Thursday, December 19, 2013

Thy Kingdom Come, Thy Will Be Done



The most recent conversations in our house have been about time.  When is Christmas coming?  How long until my birthday?  When is Easter?  Whose birthday is first?  This summer I remember conversations that occurred much closer to the birthdays involved constant countdowns.  I actually remember a moment when Mindy looked at me and said, “Enough with the birthday talk.”  She mentioned this quietly to make sure our kids didn’t hear.  But no doubt being an American and a kid creates a desire for immediate satisfaction.  Yet, I am not sure this is limited only to us in our country.  I wonder if this has been going on through all of time.  As I look back across my life, I am shocked at the things that God has brought me through.  I think realizing this only began recently because I often remember asking God to move more quickly.  I wanted to know where my future would land and what God would do in my life.  At this stage in my life, I relate more closely with the words from my favorite artist John Mayer’s song, “Stop This Train.”
            I think the most shocking reality in all of this was discovering how the difficult events in my life came at a time when I could actually handle them.  I was prepared at 13 to live through the divorce of my parents, and at 21, I was ready to accept the passing of my father.  This last year I lost my grandma, and as I watched the passing of generations that have taught me faith, I contemplated the legacy that God would call me to lead for my family and the church to which He has called me.  Considering the fact that when I was coming out of seminary, the idea of  being the sole pastor of a church was scary to me, but God continued to prepare me for every adventure, struggle, and blessing.

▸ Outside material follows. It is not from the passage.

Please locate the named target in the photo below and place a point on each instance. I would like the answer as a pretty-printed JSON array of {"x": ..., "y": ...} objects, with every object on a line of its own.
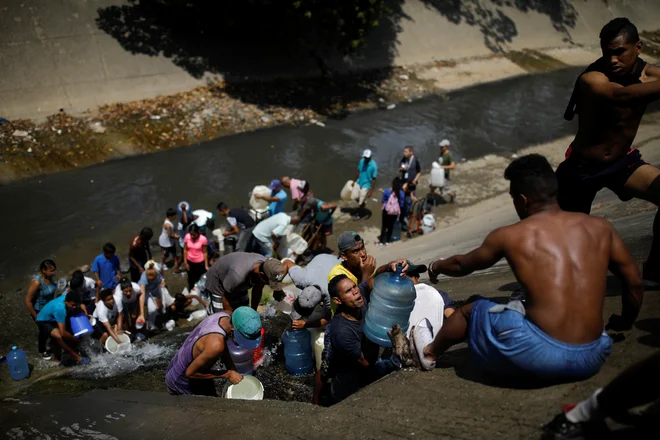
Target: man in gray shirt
[{"x": 231, "y": 276}]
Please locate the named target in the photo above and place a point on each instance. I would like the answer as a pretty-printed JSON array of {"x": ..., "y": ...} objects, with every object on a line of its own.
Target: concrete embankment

            As we stay faithful to our Lord, and certainly during this Advent season, we see how the traditions of the Church speak a reality that many of us may not embrace.  One of the lines we speak every Sunday from the Lord’s Prayer is, “Thy kingdom come, Thy will be done.”  These lines do not fit well with a fast-paced society which is always concerned about when the next birthday, holiday, or event is coming.  These words are about patience and trust that God will bring us the appropriate thing in the right moments so we can handle them.  This is fine to say until we talk about some tragedy or something that brings us pain.  As we continue to walk through life, we find hard realities that shock us, and often we are not willing to jump right up and say, “Thy kingdom come, Thy will be done.”  Yet, these lines are at the core of what God wanted for us.  He wanted us to be a part of His kingdom and He certainly knows His will is best in our lives.  Yet, no matter how much we prepare for His Kingdom and His will, we never seem to be truly ready for it.  Much of that has to do with the fact that His will often remains outside of our normal ways of thinking.

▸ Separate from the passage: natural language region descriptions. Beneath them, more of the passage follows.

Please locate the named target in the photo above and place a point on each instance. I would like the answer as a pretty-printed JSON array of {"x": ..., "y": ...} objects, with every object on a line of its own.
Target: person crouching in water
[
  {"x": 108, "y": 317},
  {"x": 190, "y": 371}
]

            This weekend we will study Isaiah.  In our reading, Ahaz was debating what to pray for.  He was wrestling with how to respond to God.  At that moment God was giving him a glimpse of His saving plan to send Jesus.  That saving plan would reconcile all the turmoil with the people of Israel and the pains Ahaz was facing with sin.  None of this changes his reality in that moment.  At the time it just may have made it harder, hearing that God was going to save the world through Immanuel . . . but not yet.  Thank the Lord we don’t have to wait for Jesus to come anymore.  But we are waiting for when He will come back.  And with every crazy turn in life we see how He prepares us to see His will mold and shape us.  We do know that sometimes “Thy Kingdom comes,” happens more quickly for some of our loved ones than others.  And we, like Ahaz, sit waiting for God’s kingdom and His return to come into our lives.  This Sunday as we prepare to celebrate the birth of Jesus again, we take time to contemplate what it means to have His kingdom come and His will be done in our lives.